You can learn more about the new ads in this post: 10 Things You Need to Know About Expanded Text Ads.
You know people are clicking on your AdWords ads and this is driving traffic to your local business, but how much exactly? Google Ads can now help more businesses bridge the gap between the digital and physical worlds by measuring in-store conversions.
Technically this isn’t “new” (Google says more than 1 billion store visits have been measured so far in the past two years), but it’s still a pretty big deal. Soon in-store conversions will become more widely available to more types of businesses, which is critical considering 90 percent of sales will happen in stores, as opposed to online.
The beautiful part is that Google simply looks at phone location history to determine whether the person who searched and clicked on your ad ended up walking into the store.
As an example, Google cited Nissan UK, which discovered 6 percent of people who clicked on ads went to the dealership, resulting in 25x ROI.
Get ready for Responsive Display Ads. Soon you will just have to give Google a URL, headline, description, and image, and Google will create responsive display ads for you. You will be able to run ads that adapt to the content of the websites they’re on and apps in the GDN. This includes native ad inventory.
This is really cool because it’s a pain to create ads for all the different formats (skyscraper, leaderboard, square, rectangle, etc). Google is eliminating this hassle with Responsive Display Ads – they will figure out the best format for your ad depending on where it is being served.
Expect all these changes to roll out later this year.
Finally, some changes are coming to the Google Ads bidding process.
Currently, advertisers set a base desktop bid and then set mobile bids as a multiplier on the base bid. This was introduced with Enhanced Campaigns. (And tablet is stuck with desktop, something a lot of PPC people have complained about, though tablet searches only account for about 5% of traffic and aren’t growing.)
Going forward, this is all being decoupled. You will have the ability to set mobile bids, desktop bids, and tablet bids independently or make them dependent on each other. This gives advertisers a little more flexibility and further enforces Google’s mobile-first viewpoint (why start with the desktop bid if everything is moving to mobile-first?).

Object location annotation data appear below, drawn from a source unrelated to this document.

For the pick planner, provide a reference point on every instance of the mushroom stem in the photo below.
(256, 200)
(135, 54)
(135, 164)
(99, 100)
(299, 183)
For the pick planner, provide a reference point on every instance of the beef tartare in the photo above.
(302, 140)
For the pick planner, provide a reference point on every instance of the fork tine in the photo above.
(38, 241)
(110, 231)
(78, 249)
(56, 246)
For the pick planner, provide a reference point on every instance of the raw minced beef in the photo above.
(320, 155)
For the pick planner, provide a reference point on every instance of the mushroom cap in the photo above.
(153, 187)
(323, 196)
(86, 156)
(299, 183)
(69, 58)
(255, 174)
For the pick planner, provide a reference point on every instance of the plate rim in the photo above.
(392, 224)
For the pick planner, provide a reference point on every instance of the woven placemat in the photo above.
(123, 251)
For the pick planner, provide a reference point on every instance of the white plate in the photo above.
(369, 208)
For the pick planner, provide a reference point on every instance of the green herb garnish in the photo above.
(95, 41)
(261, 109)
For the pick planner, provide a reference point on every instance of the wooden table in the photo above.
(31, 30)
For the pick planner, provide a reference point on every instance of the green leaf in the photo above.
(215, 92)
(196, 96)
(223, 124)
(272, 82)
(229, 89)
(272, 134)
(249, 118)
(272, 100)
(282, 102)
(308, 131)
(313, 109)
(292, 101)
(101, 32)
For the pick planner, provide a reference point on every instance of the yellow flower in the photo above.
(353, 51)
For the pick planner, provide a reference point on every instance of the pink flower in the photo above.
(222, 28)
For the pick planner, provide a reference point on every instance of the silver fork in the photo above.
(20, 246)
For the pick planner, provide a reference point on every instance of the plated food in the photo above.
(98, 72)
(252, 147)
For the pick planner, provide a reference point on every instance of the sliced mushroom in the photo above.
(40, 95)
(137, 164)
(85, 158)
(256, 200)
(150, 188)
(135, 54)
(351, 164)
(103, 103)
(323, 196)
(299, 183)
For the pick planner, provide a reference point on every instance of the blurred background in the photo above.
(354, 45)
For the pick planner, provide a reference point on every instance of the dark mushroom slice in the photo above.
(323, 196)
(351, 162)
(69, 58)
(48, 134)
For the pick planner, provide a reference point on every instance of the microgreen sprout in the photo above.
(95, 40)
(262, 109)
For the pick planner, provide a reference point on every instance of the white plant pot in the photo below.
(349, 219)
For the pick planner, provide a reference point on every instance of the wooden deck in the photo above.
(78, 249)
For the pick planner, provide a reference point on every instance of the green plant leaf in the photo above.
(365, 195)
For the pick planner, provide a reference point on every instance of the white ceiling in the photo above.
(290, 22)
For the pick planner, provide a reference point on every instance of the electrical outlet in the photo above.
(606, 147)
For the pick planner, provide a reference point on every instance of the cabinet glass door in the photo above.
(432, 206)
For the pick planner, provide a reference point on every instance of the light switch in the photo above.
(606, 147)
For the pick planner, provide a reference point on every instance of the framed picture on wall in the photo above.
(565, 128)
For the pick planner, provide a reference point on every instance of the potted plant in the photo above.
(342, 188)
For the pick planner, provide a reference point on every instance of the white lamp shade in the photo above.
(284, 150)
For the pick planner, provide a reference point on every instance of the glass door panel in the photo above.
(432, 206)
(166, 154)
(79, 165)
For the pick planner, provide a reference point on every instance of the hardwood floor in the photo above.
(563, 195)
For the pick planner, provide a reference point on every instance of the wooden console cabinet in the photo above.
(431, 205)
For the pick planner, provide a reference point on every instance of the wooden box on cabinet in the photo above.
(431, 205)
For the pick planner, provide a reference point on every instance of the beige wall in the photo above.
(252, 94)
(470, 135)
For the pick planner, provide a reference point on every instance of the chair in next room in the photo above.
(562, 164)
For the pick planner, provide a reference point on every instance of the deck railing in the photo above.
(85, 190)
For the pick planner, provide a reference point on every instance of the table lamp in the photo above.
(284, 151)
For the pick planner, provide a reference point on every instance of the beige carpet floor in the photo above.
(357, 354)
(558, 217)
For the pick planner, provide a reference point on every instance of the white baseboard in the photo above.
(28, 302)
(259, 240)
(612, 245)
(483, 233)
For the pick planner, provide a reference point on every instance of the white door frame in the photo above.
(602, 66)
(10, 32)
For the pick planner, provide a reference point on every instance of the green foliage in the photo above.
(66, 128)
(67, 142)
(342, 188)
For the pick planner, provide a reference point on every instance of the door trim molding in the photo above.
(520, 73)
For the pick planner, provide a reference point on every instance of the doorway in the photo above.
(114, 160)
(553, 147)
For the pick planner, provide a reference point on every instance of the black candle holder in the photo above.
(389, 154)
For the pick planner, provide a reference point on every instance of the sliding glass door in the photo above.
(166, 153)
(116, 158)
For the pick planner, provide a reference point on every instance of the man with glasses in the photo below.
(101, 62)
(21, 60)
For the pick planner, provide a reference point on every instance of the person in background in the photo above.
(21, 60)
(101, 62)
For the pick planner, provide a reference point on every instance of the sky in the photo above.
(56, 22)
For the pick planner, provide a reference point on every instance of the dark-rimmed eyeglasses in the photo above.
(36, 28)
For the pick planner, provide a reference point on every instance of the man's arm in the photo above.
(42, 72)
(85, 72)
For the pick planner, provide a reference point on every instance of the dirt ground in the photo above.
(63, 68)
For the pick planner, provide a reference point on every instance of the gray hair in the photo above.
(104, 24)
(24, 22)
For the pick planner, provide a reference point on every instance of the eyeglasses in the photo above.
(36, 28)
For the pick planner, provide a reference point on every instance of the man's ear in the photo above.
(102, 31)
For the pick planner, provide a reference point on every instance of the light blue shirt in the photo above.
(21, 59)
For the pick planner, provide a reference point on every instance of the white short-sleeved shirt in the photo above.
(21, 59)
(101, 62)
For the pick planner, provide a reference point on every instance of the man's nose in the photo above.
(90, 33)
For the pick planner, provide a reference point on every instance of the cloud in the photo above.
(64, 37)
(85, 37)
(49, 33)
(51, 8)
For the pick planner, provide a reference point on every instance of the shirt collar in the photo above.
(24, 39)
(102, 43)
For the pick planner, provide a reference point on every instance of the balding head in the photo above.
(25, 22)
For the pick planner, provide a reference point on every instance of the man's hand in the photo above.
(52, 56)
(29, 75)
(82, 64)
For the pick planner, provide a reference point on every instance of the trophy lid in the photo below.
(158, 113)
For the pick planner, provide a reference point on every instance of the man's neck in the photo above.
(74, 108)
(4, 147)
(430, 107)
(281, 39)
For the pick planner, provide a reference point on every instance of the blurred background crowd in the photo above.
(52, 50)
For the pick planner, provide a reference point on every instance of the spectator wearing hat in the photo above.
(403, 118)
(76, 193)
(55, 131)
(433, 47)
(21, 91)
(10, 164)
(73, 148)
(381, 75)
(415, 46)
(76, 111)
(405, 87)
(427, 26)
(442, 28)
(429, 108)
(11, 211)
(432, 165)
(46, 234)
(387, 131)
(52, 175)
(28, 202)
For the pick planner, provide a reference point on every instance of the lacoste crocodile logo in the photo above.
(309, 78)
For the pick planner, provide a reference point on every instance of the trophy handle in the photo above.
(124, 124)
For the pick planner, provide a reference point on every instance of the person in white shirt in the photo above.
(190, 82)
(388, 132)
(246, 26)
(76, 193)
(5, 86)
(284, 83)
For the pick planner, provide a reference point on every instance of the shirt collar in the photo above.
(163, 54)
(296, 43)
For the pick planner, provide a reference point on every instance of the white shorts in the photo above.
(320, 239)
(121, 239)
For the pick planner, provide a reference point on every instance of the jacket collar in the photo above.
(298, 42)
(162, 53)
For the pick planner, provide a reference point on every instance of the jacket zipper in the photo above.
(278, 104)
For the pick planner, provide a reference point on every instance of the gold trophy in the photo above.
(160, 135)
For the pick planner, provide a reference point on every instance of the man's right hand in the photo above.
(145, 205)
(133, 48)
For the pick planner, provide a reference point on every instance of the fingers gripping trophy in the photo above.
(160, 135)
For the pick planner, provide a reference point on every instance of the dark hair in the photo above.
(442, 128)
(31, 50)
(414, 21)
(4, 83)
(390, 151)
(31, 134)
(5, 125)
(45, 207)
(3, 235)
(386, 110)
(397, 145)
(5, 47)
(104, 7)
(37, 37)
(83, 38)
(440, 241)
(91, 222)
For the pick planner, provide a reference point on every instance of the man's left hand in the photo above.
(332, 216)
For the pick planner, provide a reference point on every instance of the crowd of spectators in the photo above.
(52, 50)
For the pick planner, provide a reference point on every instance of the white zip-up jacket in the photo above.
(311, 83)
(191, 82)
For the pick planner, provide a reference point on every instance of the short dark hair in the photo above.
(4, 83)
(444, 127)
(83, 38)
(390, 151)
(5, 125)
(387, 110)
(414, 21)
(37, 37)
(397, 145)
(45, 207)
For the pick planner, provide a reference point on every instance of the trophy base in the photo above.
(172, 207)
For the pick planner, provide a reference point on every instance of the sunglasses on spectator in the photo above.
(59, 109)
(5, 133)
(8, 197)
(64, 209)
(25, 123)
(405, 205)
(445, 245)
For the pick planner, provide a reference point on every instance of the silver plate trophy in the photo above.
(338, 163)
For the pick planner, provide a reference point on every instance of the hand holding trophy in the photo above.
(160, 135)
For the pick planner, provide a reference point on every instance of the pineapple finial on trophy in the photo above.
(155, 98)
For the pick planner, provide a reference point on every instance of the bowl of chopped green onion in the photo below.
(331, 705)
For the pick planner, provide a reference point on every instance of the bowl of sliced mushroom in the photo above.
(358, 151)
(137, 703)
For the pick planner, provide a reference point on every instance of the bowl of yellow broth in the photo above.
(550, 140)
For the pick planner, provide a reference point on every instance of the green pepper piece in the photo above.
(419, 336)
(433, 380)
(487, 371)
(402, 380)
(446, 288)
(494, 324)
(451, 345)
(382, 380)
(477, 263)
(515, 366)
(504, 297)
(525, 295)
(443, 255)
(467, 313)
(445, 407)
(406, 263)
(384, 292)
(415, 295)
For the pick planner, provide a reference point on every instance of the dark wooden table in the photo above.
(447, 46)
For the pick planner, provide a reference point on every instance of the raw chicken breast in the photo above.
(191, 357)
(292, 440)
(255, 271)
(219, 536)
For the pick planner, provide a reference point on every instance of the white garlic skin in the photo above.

At the Performance Summit, Google also revealed an early look at the newly designed Google Ads interface, which is coming in 2017. I provide a more in-depth look at the new design and features in this post.
We live in a mobile world. More than 50 percent of the trillions of searches conducted on Google every year come from mobile.
That’s why, every year, Google is innovating in mobile to provide a compelling experience for users and make sure advertisers are able to reach consumers at key moments.
At a bare minimum, you’ll need to leverage mobile ad formats, and get ready for these new formats on the horizon, to make sure you’re attracting and converting mobile searchers when they’re using commercial search queries and looking to find a business fast.